The Synergy(How OLTP and OLAP Work Together)

A successful business relies on a symbiotic relationship between both systems. You cannot accurately analyze a business if you do not have an OLTP system reliably recording the daily sales. Conversely, you cannot grow a business if you lack an OLAP system to look back at your history and determine what strategies are actually working.

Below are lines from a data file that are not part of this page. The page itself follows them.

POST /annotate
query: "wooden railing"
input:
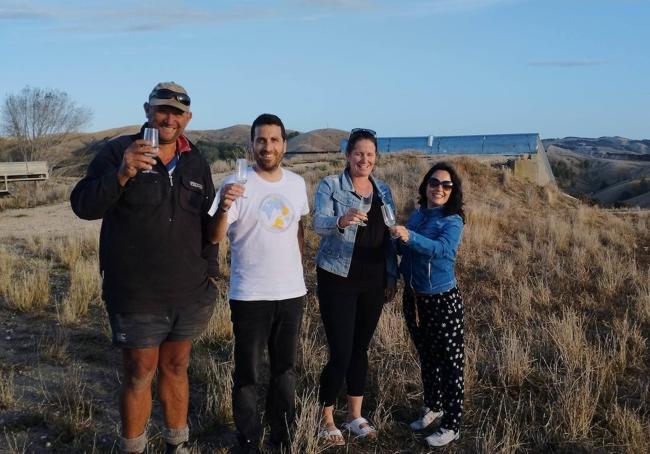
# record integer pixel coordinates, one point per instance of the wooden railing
(22, 171)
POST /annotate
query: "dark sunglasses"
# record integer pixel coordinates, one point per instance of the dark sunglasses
(165, 93)
(446, 184)
(362, 131)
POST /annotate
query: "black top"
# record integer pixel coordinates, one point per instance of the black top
(153, 247)
(368, 263)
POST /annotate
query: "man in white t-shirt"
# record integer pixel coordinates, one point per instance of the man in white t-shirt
(262, 219)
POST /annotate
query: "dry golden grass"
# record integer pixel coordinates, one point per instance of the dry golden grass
(28, 290)
(557, 305)
(85, 288)
(7, 390)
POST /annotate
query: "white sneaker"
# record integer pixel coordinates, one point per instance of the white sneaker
(442, 437)
(428, 416)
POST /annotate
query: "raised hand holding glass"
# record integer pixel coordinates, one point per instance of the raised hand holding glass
(365, 203)
(151, 135)
(241, 172)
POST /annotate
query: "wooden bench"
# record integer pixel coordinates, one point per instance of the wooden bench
(21, 171)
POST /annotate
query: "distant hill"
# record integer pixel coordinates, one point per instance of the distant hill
(609, 170)
(318, 140)
(236, 135)
(71, 157)
(604, 147)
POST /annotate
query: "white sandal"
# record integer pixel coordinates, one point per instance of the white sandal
(354, 426)
(332, 436)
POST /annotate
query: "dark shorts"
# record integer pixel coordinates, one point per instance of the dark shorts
(144, 330)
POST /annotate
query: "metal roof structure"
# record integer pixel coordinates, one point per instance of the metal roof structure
(521, 146)
(496, 144)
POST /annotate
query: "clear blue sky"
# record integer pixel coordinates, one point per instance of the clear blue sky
(402, 67)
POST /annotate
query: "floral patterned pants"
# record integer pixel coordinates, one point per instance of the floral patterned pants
(435, 323)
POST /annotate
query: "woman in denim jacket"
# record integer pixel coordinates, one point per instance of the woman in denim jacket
(357, 272)
(433, 306)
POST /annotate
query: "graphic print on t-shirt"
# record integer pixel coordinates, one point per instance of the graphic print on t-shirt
(276, 213)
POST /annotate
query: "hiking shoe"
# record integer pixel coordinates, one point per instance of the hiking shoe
(427, 417)
(442, 437)
(181, 448)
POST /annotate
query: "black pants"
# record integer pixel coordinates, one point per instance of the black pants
(435, 323)
(258, 325)
(350, 316)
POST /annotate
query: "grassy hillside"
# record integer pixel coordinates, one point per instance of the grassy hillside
(557, 314)
(607, 178)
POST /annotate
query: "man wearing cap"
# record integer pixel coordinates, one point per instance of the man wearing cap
(157, 264)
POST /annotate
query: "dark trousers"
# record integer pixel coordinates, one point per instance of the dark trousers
(258, 325)
(350, 316)
(435, 323)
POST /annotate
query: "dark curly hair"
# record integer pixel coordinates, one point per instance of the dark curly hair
(455, 203)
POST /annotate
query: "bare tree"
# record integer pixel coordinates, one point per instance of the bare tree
(41, 118)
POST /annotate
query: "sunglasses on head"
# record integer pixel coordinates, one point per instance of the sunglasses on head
(446, 184)
(363, 131)
(165, 93)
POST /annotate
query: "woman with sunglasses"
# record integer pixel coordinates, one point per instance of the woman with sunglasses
(357, 272)
(433, 306)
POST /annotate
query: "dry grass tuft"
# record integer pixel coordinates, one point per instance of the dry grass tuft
(70, 407)
(29, 289)
(629, 428)
(7, 389)
(85, 289)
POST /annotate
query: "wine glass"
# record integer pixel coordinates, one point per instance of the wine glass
(151, 135)
(365, 203)
(389, 217)
(241, 172)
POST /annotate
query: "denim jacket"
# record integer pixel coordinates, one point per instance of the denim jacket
(429, 255)
(334, 196)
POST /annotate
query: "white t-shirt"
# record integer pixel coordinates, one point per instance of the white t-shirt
(263, 231)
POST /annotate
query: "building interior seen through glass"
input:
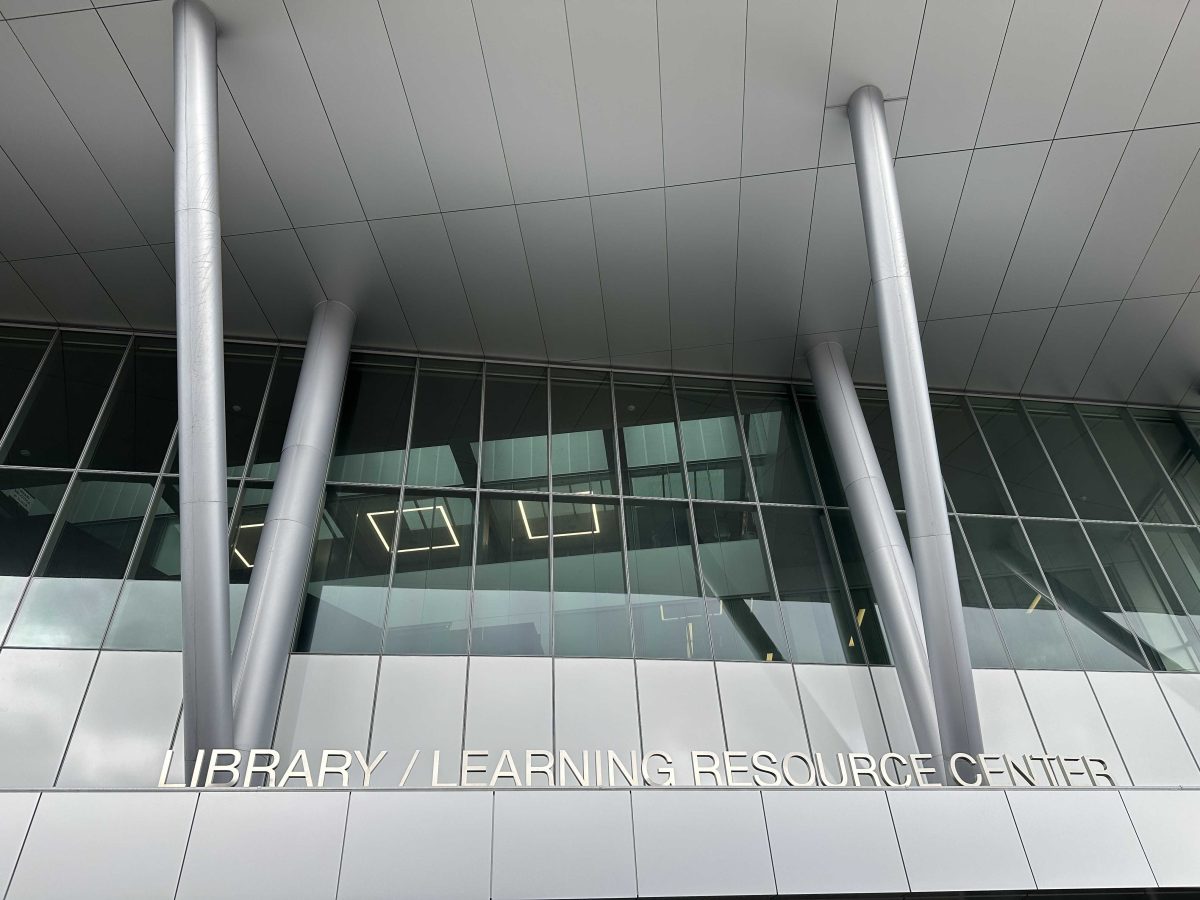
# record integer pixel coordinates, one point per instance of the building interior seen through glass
(521, 510)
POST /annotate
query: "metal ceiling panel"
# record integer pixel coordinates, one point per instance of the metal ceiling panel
(267, 73)
(955, 63)
(631, 246)
(89, 79)
(138, 285)
(616, 54)
(1122, 58)
(495, 271)
(1174, 99)
(1008, 347)
(417, 252)
(1042, 51)
(279, 273)
(442, 65)
(528, 58)
(1067, 348)
(874, 43)
(787, 66)
(1077, 174)
(1128, 347)
(1149, 177)
(701, 71)
(999, 189)
(702, 262)
(351, 269)
(347, 48)
(39, 139)
(562, 251)
(773, 238)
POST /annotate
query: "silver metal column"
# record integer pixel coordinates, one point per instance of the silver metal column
(281, 564)
(912, 420)
(203, 501)
(879, 535)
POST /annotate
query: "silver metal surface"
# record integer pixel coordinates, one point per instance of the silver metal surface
(281, 565)
(912, 420)
(208, 711)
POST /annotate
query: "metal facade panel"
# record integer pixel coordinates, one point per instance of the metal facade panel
(419, 708)
(1079, 839)
(833, 843)
(132, 703)
(787, 43)
(351, 58)
(119, 845)
(940, 835)
(955, 63)
(585, 845)
(1146, 733)
(701, 843)
(427, 844)
(701, 70)
(225, 852)
(442, 66)
(528, 58)
(681, 712)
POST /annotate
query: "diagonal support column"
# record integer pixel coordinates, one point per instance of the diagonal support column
(912, 420)
(203, 501)
(281, 563)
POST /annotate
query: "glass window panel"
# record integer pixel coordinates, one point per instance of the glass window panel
(1087, 480)
(445, 426)
(591, 610)
(515, 430)
(60, 413)
(649, 445)
(775, 444)
(1097, 625)
(431, 587)
(1023, 463)
(664, 589)
(510, 616)
(1146, 595)
(21, 351)
(1132, 461)
(1025, 612)
(373, 425)
(711, 441)
(743, 615)
(276, 413)
(814, 601)
(581, 449)
(348, 580)
(142, 413)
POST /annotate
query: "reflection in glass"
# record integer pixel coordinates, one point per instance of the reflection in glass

So, how does the two systems connect?
They are linked through a pipeline process known as ETL (Extract, Transform, Load).
Every day, the OLTP database handles the rapid work of serving customers and processing transactions. At the end of the day, usually in the night when customer traffic and system strain are at their lowest, an automated batch script runs.
Extract - The script pulls a copy of the day's newly generated operational data from the OLTP database.
Transform - It cleans, formats, and aggregates that raw data to ensure it is properly structured for analysis.
Load - Finally, the script deposits that formatted data into the OLAP data warehouse.
By the time the business analysts and executives log into their dashboards the next morning, the OLAP warehouse is fully updated with yesterday's finalized numbers. The data is now perfectly prepped to be searched, graphed, and studied.

The Bottom Line

The difference between OLTP and OLAP simply comes down to time. While OLTP handles the exact moment a transaction occurs, OLAP handles months or years of historical data that the transactions leaves behind. Together, they allow a business to operate today while intelligently planning for tomorrow.

Conclusion

Every time you interact with a screen, you are leaving a digital footprint. Databases are the safe spaces that hold those footprints. OLTP ensures daily transactions are fast and secure. Data warehouses collect all those footprints over time. Finally, OLAP helps businesses look at the giant trail of footprints to figure out where they should step next.
These tools might be invisible, but they are the engine running modern business, keeping our digital lives fast, organized, and constantly improving.